South Korean historian Jie-Hyun Lim, raised under an anticommunist dictatorship, turned to Marxian thought to explain his country’s development, even as he came to struggle with its Eurocentrism. As a transnational scholar working in postcommunist Poland, Lim recognized striking similarities between Korean and Polish history and politics. One realization stood out: Both Korea and Poland—at once the “West” for Asia yet “Eastern” Europe—had been assigned the role of “East.” This book explores entangled Easts to reconsider global history from the margins. Examining the politics of history and memory, Lim reveals the affinities linking Eastern Europe and East Asia. He draws out commonalities in their experiences of modernity, in their transitions from dictatorship to democracy, and in the shaping of collective memory. Ranging across Poland, Germany, Israel, Japan, and Korea, Lim traces the global history of how notions of victimhood have become central to nationalism.

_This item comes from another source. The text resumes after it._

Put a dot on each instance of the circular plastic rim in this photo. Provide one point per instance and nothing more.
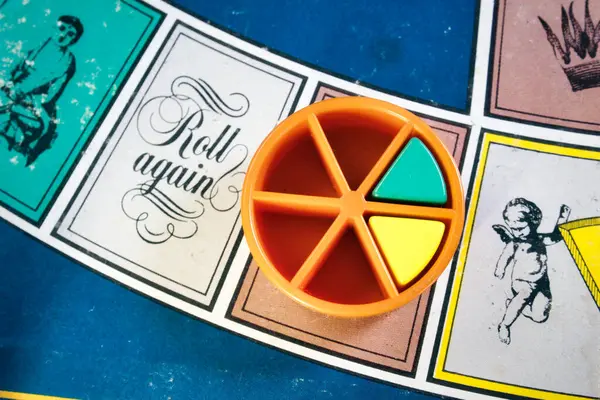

He criticizes mass dictatorships of right and left in the Global Easts, considering Nazi jurist Carl Schmitt’s notion of sovereign dictatorship and the concept of decisionist democracy. Lim argues that nationalism is inherently transnational, critiquing how the nationalist imagination of the Global East has influenced countries across borders. Theoretically sophisticated and conceptually innovative, this book sheds new light on the transnational complexity of historical memory and imagination, the boundaries between democracy and mass dictatorship, and the fluidity of East and West.


Rethinking Fascism

Rethinking Fascism

Author: Di Michele Andrea

Publisher: Walter de Gruyter GmbH & Co KG

Published: 2022-01-19

Total Pages: 341

ISBN-13: 3110768615

DOWNLOAD EBOOK

This book takes up the stimuli of new international historiography, albeit focusing mainly on the two regimes that undoubtedly provided the model for Fascist movements in Europe, namely the Italian and the German. Starting with a historiographical assessment of the international situation, vis-à-vis studies on Fascism and National Socialism, and then concentrate on certain aspects that are essential to any study of the two dictatorships, namely the complex relationships with their respective societies, the figures of the two dictators and the role of violence. This volume reaches beyond the time-frame encompassing Fascism and National Socialism experiences, directing the attention also toward the period subsequent to their demise. This is done in two ways. On the one hand, examining the uncomfortable architectural legacy left by dictatorships to the democratic societies that came after the war. On the other hand, the book addresses an issue that is very much alive both in the strictly historiographical and political science debate, that is to say, to what extent can the label of Fascism be used to identify political phenomena of these current times, such as movements and parties of the so-called populist and souverainist right.